TZOB gübre fiyatlarına önlem istedi
Türkiye Ziraat Odaları Birliği (TZOB) gübre fiyatlarındaki artışa dikkat çekti. TZOB Genel Başkanı Şemsi Bayraktar üreticinin önünü göremediğini, acil tedbir alınmazsa tarımsal üretimde düşüşün kaçınılmaz olacağını bildirdi.
TZOB Genel Başkanı Şemsi Bayraktar yaptığı açıklamada tarımsal üretimin en önemli girdilerinden olan gübrede son dönemlerde yaşanan ve üreticiyi ciddi anlamda olumsuz etkileyen fiyat artışları konusuna vurgu yaptı: “Üretici başta gübre olmak üzere adeta füze gibi yükselen girdi fiyatlarını endişeyle izliyor. Acil tedbirler alınmalı. 24 Eylül 2021 tarihinde yapılan zamlarla azotlu gübre fiyatlarında önemli artışlar yaşandı. Amonyum sülfat gübresinde yüzde 21 artış olurken, amonyum nitrat gübresi yüzde 16 ve üre gübresi yüzde 14 arttı. Aynı tarihte DAP gübresi yüzde 3 ve 20.20.0 kompoze gübresi yüzde 2 oranında arttı. Böylece son bir yıllık artış DAP gübresinde yüzde 146 ve üre gübresinde yüzde 145 olurken, amonyum sülfat gübresinde yüzde 157’lik, amonyum nitrat gübresinde yüzde 135’lik ve 20.20.0 gübresinde yüzde 117’lik bir artış yaşandı.”
Yeni üretim sezonuna hazırlanan ve kuraklık endişesi taşıyan üreticilerin önünü göremediğini vurgulayan Bayraktar, “Bu artışların devam etmesi halinde nasıl bir üretim yapacağını kestiremiyor. Kuraklıktan dolayı rekolte kayıpları yaşayan, geliri azalan ve borcunu borçla kapatıp yeni kredi alamayan çiftçi bu fiyatlarla gübre alamaz ve gübre kullanamazsa verimde ve kalitede kayıplar meydana gelecek, bitkisel üretim düşecek, bu üretimi hammadde olarak kullanan hayvancılık sektörü de bundan darbe yiyecektir” diye konuştu.
Kuraklığın da arttığına dikkat çeken Bayraktar “Üretimi devam ettirebilmek için devletimizin de en kısa sürede tarımsal girdi fiyatlarını düşürecek tedbirleri alması an itibariyle en önemli konuların başında geliyor.” dedi.

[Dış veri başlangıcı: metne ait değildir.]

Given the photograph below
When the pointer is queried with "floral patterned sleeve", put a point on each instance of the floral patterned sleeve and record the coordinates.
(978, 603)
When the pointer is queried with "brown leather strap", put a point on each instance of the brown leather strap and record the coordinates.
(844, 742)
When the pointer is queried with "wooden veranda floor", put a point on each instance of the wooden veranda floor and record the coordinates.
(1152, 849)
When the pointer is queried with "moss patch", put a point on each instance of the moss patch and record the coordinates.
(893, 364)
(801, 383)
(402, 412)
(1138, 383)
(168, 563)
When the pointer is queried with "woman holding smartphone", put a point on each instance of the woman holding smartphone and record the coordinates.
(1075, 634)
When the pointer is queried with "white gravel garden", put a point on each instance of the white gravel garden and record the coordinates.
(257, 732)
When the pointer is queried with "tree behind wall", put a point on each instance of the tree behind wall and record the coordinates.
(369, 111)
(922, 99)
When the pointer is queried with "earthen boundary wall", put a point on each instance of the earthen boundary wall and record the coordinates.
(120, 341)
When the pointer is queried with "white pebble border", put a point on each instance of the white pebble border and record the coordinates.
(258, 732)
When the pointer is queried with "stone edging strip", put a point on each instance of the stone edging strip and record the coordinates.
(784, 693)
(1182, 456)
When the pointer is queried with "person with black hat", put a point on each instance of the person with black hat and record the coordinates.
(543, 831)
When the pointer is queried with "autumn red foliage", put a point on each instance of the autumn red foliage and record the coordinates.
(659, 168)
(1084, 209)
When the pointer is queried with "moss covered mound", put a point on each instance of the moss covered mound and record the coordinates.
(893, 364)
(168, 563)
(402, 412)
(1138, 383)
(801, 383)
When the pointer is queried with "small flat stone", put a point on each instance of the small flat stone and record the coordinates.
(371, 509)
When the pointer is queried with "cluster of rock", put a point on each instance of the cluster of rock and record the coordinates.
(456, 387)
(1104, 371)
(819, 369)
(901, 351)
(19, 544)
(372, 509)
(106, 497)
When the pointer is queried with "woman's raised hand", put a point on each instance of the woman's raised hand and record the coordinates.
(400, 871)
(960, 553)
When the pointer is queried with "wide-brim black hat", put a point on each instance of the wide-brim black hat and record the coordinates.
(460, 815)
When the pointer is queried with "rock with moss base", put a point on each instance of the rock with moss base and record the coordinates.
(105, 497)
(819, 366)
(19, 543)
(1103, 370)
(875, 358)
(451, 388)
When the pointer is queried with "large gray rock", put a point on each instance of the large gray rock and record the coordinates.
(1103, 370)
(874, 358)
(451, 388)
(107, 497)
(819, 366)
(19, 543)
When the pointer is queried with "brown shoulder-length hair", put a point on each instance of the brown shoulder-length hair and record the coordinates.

Gübrede desteğin az olduğunu söyleyen Bayraktar “Mazotta olduğu gibi fiyatın yarısı oranında gübre desteklenmelidir. Devletimiz geçmişte olduğu gibi bir aracı kurum vasıtasıyla ucuz gübre tedarik edip üreticiye doğrudan satmalı veya ‘Türkiye Zirai Donatım Kurumu’ benzeri gibi kâr amacı gütmeyen bir ‘Piyasa Düzenleyici Kurum’ oluşturularak piyasayı regüle etmelidir.” şeklinde konuştu.